It is understood by those skilled in the art that many different polynucleotides and nucleic acids can encode the same polypeptide as a result of the degeneracy of the genetic code. In addition, one of ordinary skill in the art will use conventional techniques to express any particular specific polypeptide using nucleotide substitutions that do not affect the polypeptide sequence encoded by the polynucleotides described herein. It should be understood that it can reflect the codon usage of the host organism. Suitably, the polynucleotides of the invention are codons that are optimized to allow expression in mammalian cells, especially in the immune effector cells described herein.

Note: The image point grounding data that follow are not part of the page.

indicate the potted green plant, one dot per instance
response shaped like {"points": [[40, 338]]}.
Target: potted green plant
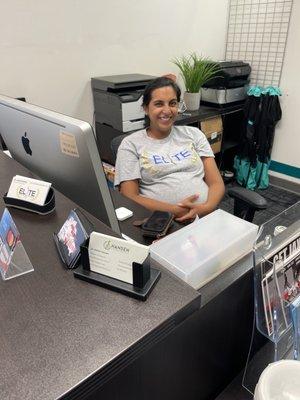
{"points": [[195, 72]]}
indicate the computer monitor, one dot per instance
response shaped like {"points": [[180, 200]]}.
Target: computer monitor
{"points": [[61, 150]]}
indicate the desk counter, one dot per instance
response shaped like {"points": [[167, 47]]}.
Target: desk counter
{"points": [[61, 336]]}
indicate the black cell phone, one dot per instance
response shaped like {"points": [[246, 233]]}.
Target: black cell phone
{"points": [[158, 223]]}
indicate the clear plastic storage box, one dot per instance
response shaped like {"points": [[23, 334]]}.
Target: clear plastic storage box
{"points": [[200, 251]]}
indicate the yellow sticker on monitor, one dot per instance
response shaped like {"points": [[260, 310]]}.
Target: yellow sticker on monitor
{"points": [[68, 144]]}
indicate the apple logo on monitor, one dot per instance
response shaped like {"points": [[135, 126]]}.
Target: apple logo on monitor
{"points": [[26, 144]]}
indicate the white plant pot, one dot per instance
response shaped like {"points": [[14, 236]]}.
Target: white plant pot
{"points": [[192, 101]]}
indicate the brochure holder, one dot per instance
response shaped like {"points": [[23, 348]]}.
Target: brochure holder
{"points": [[19, 263], [47, 208], [276, 257], [144, 277]]}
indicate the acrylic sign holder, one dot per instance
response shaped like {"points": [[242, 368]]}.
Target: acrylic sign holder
{"points": [[276, 258]]}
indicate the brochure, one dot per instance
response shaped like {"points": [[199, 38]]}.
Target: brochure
{"points": [[70, 237], [281, 285], [9, 236]]}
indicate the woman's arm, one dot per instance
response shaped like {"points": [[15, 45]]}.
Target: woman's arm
{"points": [[216, 192], [130, 189]]}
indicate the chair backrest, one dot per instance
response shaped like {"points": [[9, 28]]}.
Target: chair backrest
{"points": [[115, 143]]}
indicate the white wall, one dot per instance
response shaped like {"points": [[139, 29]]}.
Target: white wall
{"points": [[50, 49], [286, 148]]}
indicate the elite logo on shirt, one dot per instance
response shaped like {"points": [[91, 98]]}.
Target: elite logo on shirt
{"points": [[152, 162]]}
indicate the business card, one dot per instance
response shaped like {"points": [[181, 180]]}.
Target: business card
{"points": [[113, 257], [28, 189]]}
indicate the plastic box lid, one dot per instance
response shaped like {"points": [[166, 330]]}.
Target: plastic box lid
{"points": [[200, 251]]}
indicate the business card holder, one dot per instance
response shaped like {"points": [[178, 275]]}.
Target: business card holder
{"points": [[47, 208], [144, 277]]}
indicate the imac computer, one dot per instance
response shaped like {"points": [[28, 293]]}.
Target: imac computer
{"points": [[61, 150]]}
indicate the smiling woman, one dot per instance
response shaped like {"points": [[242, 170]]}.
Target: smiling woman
{"points": [[166, 167]]}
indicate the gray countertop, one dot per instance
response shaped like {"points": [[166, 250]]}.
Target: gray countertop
{"points": [[56, 331]]}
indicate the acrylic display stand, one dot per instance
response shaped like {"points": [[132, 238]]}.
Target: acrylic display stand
{"points": [[46, 208], [277, 291], [19, 263], [144, 277]]}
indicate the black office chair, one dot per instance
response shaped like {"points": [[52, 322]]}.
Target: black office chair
{"points": [[246, 202]]}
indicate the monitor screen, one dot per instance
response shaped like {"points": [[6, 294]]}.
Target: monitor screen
{"points": [[61, 150]]}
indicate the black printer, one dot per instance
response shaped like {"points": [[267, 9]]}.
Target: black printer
{"points": [[229, 86], [118, 100]]}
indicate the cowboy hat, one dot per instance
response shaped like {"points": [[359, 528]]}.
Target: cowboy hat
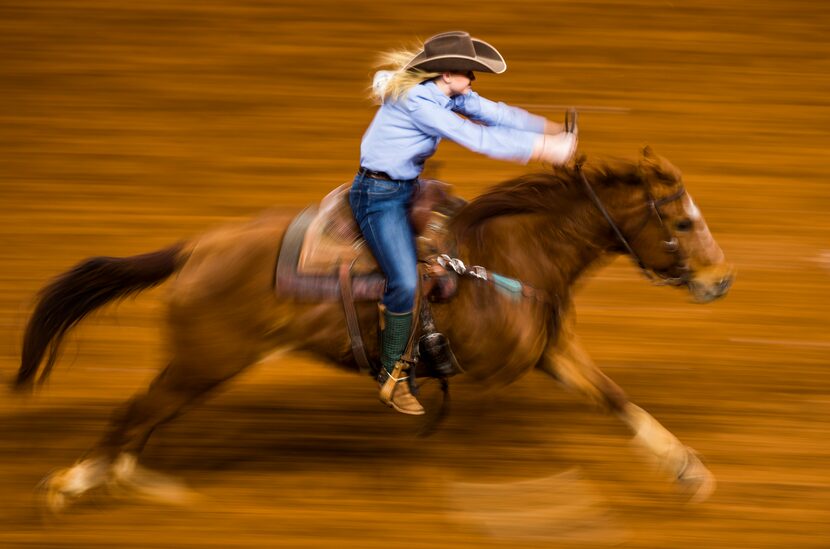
{"points": [[457, 51]]}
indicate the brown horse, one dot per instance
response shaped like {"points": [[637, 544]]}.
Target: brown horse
{"points": [[224, 313]]}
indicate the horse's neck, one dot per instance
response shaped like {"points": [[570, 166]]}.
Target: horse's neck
{"points": [[548, 251]]}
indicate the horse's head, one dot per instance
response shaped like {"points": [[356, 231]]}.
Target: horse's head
{"points": [[673, 240]]}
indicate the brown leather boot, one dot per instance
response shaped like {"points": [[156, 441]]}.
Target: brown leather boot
{"points": [[394, 391]]}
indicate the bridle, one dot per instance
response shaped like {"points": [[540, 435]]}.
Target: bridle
{"points": [[671, 245]]}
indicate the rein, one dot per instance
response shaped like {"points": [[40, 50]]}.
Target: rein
{"points": [[654, 207]]}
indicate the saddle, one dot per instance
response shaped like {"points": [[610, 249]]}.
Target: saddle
{"points": [[323, 256], [323, 239]]}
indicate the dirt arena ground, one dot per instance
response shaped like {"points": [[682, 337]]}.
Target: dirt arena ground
{"points": [[128, 125]]}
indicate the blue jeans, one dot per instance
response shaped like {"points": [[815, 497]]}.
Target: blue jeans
{"points": [[381, 209]]}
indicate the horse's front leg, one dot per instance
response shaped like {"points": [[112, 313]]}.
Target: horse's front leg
{"points": [[567, 362]]}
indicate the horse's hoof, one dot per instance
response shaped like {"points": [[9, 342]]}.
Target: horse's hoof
{"points": [[53, 501], [695, 479]]}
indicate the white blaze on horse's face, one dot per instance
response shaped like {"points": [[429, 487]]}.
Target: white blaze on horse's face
{"points": [[688, 246], [711, 275]]}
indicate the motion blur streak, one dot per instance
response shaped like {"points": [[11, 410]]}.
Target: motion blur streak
{"points": [[129, 126]]}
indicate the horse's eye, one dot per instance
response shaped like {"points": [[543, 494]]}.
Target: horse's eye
{"points": [[683, 225]]}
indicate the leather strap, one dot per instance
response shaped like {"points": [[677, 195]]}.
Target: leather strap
{"points": [[352, 322]]}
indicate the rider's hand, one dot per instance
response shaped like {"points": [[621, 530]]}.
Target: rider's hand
{"points": [[555, 149]]}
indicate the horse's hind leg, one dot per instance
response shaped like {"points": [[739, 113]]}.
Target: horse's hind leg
{"points": [[568, 363], [113, 461]]}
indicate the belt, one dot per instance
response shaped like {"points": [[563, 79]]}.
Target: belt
{"points": [[365, 172]]}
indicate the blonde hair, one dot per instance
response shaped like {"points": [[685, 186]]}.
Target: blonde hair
{"points": [[399, 82]]}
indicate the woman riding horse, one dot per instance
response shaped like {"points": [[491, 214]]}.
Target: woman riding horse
{"points": [[418, 106]]}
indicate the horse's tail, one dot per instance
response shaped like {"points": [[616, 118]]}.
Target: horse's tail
{"points": [[74, 294]]}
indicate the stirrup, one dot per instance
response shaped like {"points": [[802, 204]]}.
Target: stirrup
{"points": [[394, 391]]}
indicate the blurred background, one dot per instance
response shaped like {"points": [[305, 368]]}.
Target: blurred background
{"points": [[129, 125]]}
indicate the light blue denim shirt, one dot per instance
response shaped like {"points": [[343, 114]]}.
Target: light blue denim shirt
{"points": [[405, 133]]}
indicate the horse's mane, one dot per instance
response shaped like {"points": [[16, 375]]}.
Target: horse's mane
{"points": [[542, 192]]}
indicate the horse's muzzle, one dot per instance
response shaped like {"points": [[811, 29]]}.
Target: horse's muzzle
{"points": [[707, 289]]}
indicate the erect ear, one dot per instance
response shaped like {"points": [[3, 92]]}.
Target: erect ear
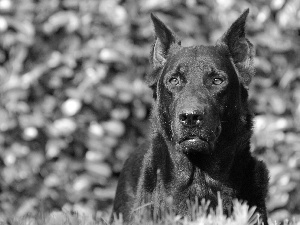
{"points": [[165, 40], [240, 48]]}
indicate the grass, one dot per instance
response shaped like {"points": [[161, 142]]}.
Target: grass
{"points": [[200, 214]]}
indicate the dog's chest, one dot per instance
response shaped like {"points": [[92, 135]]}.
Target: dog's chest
{"points": [[201, 186]]}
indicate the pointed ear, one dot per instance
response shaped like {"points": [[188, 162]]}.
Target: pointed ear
{"points": [[240, 48], [165, 40]]}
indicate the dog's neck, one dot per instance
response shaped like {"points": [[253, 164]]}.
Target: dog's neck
{"points": [[184, 167]]}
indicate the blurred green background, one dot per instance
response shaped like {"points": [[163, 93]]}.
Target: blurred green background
{"points": [[73, 103]]}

Nucleic acids according to the invention may include DNA or RNA. They can be single-strand or double-stranded. They can also be polynucleotides containing synthetic or modified nucleotides within. Modifications to many different types of oligonucleotides are known in the art. These include the addition of methylphosphonate and phosphorothioate backbones, acridine or polylysine chains at the 3'and / or 5'ends of the molecule. It should be understood that for the purposes of use described herein, polynucleotides can be modified by any method available in the art. Such modifications can be performed to enhance the in vivo activity or longevity of the polynucleotide of interest.

The term "modified", "homolog", or "derivative" for a nucleotide sequence refers to the substitution, modification, modification, exchange, deletion or deletion of one (or more) nucleic acid from any sequence or to a sequence. Including additions.

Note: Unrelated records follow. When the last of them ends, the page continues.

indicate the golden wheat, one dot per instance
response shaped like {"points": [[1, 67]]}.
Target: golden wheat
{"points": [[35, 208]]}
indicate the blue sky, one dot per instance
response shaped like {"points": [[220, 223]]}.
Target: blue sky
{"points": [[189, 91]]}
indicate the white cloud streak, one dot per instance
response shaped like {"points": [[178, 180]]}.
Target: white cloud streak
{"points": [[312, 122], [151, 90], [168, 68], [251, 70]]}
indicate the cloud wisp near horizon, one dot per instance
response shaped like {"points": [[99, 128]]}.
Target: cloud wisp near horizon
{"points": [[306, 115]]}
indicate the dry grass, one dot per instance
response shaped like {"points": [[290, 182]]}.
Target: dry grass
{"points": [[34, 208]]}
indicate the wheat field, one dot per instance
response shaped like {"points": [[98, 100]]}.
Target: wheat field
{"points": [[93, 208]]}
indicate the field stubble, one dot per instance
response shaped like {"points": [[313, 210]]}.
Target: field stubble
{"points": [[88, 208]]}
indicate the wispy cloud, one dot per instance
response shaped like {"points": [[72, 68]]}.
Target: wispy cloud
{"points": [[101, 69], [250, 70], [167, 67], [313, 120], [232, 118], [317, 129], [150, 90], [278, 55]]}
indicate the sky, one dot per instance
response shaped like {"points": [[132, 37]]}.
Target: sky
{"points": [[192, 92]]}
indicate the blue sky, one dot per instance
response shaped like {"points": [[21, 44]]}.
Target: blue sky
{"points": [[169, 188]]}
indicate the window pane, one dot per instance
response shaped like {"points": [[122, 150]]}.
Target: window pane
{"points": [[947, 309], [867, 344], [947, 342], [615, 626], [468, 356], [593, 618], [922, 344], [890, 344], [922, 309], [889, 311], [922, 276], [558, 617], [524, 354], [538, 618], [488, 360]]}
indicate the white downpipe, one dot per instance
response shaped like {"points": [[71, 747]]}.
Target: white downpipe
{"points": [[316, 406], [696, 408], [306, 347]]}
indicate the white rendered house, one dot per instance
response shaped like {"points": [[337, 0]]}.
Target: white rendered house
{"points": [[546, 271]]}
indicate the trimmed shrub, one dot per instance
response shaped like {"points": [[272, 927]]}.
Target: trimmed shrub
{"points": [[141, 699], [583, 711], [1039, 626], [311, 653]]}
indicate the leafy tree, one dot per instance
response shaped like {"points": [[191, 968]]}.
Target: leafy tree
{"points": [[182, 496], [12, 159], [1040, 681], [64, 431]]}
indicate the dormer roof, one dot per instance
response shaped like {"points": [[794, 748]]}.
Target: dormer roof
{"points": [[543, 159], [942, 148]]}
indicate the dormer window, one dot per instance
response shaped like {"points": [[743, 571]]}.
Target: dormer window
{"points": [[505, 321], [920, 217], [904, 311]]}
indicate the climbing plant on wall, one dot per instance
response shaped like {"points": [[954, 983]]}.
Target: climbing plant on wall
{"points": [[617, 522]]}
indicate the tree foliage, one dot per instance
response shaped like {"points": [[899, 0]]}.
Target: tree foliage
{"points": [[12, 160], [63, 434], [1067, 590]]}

Co-expression sites Co-expression sites are used herein to refer to nucleic acid sequences that allow co-expression of both of the following: One or more enzymes capable of synthesizing therapeutic small molecules when expressed in (i) CAR or TCR, and (ii) intracellular combinations as defined herein.

The co-expression site can be a sequence encoding a cleavage site, so that the nucleic acid construct is generated to include two polypeptides linked by the cleavage site. The cleavage site can be self-cleavable, so that when a polypeptide is produced, it rapidly cleaves into individual peptides without the need for any external cleavage activity. Suitable self-cleaving polypeptides are described herein.

The co-expressed sequence can be an internal ribosome entry site (IRES). The co-expressed sequence can be an internal promoter.

Vectors The present invention also provides vectors or kits of vectors containing one or more nucleic acid sequences or nucleic acid constructs of the invention. Such vectors can be used to introduce nucleic acid sequences or constructs into host cells. As a result, it expresses one or more enzymes capable of synthesizing therapeutic small molecules when expressed in combination with CAR or transgenic TCR and intracellular.

For example, the vector can be a plasmid or viral vector, such as a retroviral or lentiviral vector, or a transposon-based vector or synthetic mRNA.

The vector may be capable of transfecting or transducing cells.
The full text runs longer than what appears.